Um aspeto muito importante a ter em conta na configuração dos auxiliares é a escolha entre a opção pré e a opção post, indicando se o som do auxiliar é obtido antes (pré) ou depois (post) do controlo de volume, ou seja, se queremos que o volume do canal influencie (Post) ou não (Pré) o auxiliar. No caso da monição, não queremos que influencie – o facto de alguém aumentar o som geral da bateria não deve aumentar o som da bateria na monição, uma vez que queremos uma mistura independente so som geral – por isso opta-se pela opção Pre.

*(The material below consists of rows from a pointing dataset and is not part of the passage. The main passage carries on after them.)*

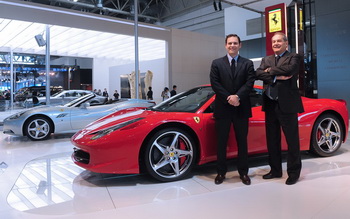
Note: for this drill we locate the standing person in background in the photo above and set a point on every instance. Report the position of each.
(281, 103)
(116, 95)
(150, 94)
(105, 93)
(232, 78)
(99, 92)
(165, 93)
(173, 91)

No caso dos efeitos (por exemplo reverb) queremos que seja dependente, e por isso escolhemos a opção Post. Se diminuirmos o nível de um canal, queremos que o nível do reverb desse canal também diminua; ou se alguém desligar completamente o volume de um canal, não queremos que se continue a ouvir o reverb criado por esse canal. Nas mesas de mistura de melhor qualidade, a opção Pre/Post existe na forma de interruptor. Nas restantes, é a própria mesa que define de forma fixa que determinados auxiliares são sempre Post ou Pre. Algumas mesas de mistura deste tipo permitem que essas configurações possam ser alteradas internamente, através do corte ou da soldadura de determinados pinos nas placas eletrónicas.
Insert
Há situações em que é necessário, a meio do percurso da mesa de mistura, efetuar algum processamento adicional. Por exemplo, aplicar um compressor ou usar um equalizador externo mais completo. O insert permite que o sinal de um canal seja desviado para o exterior, e que depois de tratado, volte novamente a entrar no canal de forma a continuar o seu caminho interno dentro da mesa. Para isso é usado um cabo “y” (bifurcado), com um conector jack TRS, que envia e recebe o sinal em questão. A sua introdução na ficha insert do canal interrompe o caminho normal dentro da mesa, desviando o sinal para fora e novamente para dentro. Em estúdio, o insert também pode ser usado para ligação e gravadores multi pista.